Gabe holds a B.S. in Computer Science from Columbus State University and a M.S. in Cybersecurity from NYU.
Sessions
Trust in our security vendors is fundamental for every security organization in the world. We trust them to provide material value to our programs, to develop new features to address emerging security challenges, and to not cause fleet-wide BSOD outages on Fridays. After a cybersecurity company’s recent global outage, EDR customers understand (now more than ever) the necessity of building operational resilience into their deployments. In this talk, we will discuss the base architecture of EDR agents and how this inherently-privileged sensor presents unique risks to customers. We will dive deep into the principles of operational resilience, weighing security risk against operational risk, and provide guidance on customer-driven controls that tangibly reduce operational risk of privileged agents. We describe the shared-responsibility between an EDR vendor and its customers through a threat model of an agent’s deployment at a company. Rebuilding trust requires transparency from technology and leadership, and operational resilience requires we don’t trust the agent to fail gracefully!

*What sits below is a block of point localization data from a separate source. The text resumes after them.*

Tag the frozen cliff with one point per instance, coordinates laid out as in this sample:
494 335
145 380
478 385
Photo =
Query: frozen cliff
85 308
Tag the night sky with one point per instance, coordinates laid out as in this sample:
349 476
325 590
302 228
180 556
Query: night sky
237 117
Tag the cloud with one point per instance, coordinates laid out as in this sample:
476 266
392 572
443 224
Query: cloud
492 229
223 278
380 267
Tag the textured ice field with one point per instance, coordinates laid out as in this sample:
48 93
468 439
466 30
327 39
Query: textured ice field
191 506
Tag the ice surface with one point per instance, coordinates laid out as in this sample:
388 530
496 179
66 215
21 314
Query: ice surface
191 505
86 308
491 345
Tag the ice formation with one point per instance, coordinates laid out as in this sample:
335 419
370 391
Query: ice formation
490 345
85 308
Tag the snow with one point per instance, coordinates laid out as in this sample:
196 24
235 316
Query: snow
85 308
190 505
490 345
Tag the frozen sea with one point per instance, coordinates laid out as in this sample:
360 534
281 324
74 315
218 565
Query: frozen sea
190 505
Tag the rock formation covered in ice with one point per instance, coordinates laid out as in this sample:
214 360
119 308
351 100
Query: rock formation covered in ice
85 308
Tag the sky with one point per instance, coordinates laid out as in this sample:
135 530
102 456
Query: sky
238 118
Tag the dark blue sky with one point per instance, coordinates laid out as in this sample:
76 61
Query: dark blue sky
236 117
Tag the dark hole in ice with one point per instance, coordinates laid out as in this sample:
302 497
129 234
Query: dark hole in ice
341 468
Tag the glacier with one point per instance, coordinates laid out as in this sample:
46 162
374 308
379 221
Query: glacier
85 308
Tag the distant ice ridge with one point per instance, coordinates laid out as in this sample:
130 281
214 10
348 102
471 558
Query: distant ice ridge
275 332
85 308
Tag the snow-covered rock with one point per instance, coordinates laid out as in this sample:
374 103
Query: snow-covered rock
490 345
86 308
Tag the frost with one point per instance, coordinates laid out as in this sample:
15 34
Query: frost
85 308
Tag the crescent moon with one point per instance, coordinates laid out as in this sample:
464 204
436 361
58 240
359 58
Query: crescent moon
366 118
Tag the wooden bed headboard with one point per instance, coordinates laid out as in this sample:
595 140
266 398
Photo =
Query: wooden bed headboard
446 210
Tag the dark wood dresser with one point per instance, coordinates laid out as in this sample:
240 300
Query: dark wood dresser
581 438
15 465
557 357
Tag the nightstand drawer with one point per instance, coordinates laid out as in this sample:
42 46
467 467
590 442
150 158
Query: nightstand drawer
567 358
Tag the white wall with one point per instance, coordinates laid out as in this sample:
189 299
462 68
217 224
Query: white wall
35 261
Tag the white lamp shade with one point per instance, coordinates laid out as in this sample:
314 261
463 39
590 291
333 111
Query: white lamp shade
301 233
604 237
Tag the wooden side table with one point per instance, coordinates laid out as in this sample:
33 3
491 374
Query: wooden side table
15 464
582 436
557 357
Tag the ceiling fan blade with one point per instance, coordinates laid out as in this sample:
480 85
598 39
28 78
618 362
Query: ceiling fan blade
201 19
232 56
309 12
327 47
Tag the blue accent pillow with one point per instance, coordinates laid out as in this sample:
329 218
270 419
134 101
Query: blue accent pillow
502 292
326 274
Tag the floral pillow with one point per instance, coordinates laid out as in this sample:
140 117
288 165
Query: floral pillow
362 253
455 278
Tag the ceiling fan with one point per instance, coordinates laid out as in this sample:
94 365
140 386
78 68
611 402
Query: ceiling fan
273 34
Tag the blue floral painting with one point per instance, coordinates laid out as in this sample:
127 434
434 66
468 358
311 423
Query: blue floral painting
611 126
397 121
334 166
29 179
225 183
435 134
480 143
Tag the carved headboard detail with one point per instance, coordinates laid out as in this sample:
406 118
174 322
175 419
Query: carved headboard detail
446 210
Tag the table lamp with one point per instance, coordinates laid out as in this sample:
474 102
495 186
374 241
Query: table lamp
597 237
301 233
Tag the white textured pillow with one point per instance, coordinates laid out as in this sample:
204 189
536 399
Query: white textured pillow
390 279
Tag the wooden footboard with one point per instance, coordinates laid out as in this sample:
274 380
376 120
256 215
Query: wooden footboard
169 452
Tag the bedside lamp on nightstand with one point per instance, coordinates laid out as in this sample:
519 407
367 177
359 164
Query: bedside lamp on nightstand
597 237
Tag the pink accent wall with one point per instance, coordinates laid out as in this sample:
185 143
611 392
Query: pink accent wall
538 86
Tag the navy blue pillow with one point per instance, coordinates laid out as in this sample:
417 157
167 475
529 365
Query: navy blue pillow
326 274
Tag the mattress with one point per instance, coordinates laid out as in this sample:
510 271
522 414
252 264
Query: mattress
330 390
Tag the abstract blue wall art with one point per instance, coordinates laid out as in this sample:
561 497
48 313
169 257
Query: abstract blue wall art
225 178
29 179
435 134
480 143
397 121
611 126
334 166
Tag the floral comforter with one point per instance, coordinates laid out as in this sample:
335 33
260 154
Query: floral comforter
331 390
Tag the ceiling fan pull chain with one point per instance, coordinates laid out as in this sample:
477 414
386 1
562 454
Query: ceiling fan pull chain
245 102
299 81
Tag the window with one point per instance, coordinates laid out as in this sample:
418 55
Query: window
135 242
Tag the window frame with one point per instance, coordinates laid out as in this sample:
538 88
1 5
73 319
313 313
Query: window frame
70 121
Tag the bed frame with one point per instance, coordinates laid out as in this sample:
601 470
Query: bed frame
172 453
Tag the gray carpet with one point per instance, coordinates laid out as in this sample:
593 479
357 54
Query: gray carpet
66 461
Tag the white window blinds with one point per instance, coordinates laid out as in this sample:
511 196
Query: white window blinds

Whether it’s proof of concept attacks, dev-environment data exposure, or full-blown leaked customer credentials, one thing is clear – SaaS applications continue to be a growing threat vector for vendors and customers alike. SaaS customers are often playing catch up to the latest attacks for a given application, chasing down ghost tenants and struggling to maintain security best practices across the enterprise. In this talk, we discuss our successes and failures implementing an enterprise-scale SaaS configuration management program. We cover topics such as overcoming technical limitations of vendor APIs, educating app owners to be security champions of their tools, building a robust monitoring platform to identify posture drift for our apps, stack ranking your crown jewel apps to prioritize work, identifying key metrics that security leadership cares about, as well as the woes of non-burdensome ticketing for app owners to manage their security risk alongside their other expected job functions. We share a multi-year roadmap that takes us from near-zero protection or visibility to operationalized KTLO with quantitative value at each step. Securing SaaS apps from risky configurations such as ghost admins, SSO-bypass and weak MFA is a mountainous task when you may have anywhere from dozens to thousands of apps across your company. It takes a village!